Han Oak’s Peter Cho is looking to Adams’ model to develop a system that could work for his restaurant.
“I talked to [Adams] for like an hour yesterday and it was the first time I felt like yeah, here’s a plan that I feel comfortable putting in place,” Cho says.
Even with Adams’ plan in hand, it’s going to take a lot of fine-tuning to adjust for Han Oak, which has less built-in separation than Farm Spirit and Fermenter. Still, Cho has no plans to reopen Han Oak, even for limited delivery or take-out service, without first implementing a similar workflow.
“I think that’s going to be the new standard, and we have to put that in place ourselves and manage it ourselves,” Cho says. “There are still no guarantees, but we’re going to operate this restaurant like a surgical procedure.”
Quarantine Cuisine
World-shaking events have a habit of changing tastes as much as they do priorities. British haute cuisine became much less showy in the aftermath of World War I. While improvements to the US highway system in during and after World War II saw fast food quickly spread as the newly affluent middle class took to the highways. More recently, in the wake of the September 11, 2001 terrorist attacks, diners flocked to comfort foods and moved away from traditional fine dining.
Adams opened his first restaurant during the 2008 recession, so he’s familiar with what the dining landscape looks like in a depressed economy. Still, he’s not optimistic that Farm Spirit will be the same kind of restaurant it was before its doors closed.
“I’m going to count on the fact that we’re going to enter into another recession, and I’m thinking to myself, what kind of restaurant needs to operate in that economy? And I don’t necessarily believe it’s as precious a restaurant as Farm Spirit is now,” Adams says.
A pre-pandemic meal at Farm Spirit would have involved 10 to 12 courses and cost about $120 per person. Adams’ patrons were largely well-heeled tourists who came to Portland to visit extravagant restaurants like his.
“If we were trying to stay the same, I think we would be insane,” Adams says. “I’m looking forward to that change because frankly, I’m never sitting around craving a 10-course meal. You know, like I’m never going, ‘Damn, honey, let’s go and get 10 courses tonight.’ I want to have something that makes me feel good.”

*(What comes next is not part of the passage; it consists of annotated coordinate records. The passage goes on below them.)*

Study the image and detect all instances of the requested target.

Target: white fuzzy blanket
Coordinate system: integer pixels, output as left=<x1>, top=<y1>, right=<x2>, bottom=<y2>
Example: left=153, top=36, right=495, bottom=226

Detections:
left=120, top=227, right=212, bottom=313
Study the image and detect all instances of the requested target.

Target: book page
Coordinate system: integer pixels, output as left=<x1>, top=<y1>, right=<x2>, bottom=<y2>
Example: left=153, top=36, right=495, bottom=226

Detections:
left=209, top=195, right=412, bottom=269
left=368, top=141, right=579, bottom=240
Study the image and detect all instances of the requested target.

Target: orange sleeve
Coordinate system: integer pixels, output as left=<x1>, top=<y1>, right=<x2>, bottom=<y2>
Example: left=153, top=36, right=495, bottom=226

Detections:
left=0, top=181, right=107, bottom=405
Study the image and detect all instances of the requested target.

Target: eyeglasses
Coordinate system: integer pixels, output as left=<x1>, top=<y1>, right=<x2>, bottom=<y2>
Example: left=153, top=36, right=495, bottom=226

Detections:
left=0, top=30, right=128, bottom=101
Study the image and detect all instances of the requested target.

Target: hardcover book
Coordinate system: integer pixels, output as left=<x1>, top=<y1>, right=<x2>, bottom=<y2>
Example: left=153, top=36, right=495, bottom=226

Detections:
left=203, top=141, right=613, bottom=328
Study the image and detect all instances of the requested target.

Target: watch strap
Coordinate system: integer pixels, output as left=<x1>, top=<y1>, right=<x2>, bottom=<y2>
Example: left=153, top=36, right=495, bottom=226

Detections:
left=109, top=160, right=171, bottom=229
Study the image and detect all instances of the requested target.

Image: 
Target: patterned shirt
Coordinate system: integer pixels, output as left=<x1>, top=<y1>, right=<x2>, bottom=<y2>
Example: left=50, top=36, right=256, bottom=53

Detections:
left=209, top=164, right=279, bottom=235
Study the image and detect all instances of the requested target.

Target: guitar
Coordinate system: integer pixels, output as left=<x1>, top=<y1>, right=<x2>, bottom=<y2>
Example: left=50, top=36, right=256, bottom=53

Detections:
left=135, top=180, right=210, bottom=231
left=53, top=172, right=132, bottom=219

For chef Peter Cho, it’s a tricky but not impossible proposition to scale back the business for a smaller audience. Han Oak started out as a very small operation, and Cho is looking back to those early days to figure out their next move.
“We opened very small. It was just me, one other cook, my wife, and a family friend of ours.” Cho says. “We served like twenty five people a night. So I know how it is to pare everything down, start slow, and rebuild.”
For Adams and others who grew up in and around the restaurant industry, changing things up to cater to a new clientele isn’t just a shrewd business move to keep doors open and people employed, it’s something bigger.
“After this, seeing how precarious the situation is with the capitalist environment that we’re dealing with, how can I continue to have a restaurant that emphasizes feeding only people of means,” Adams says. “If I were to do so, I would be someone without a conscience.”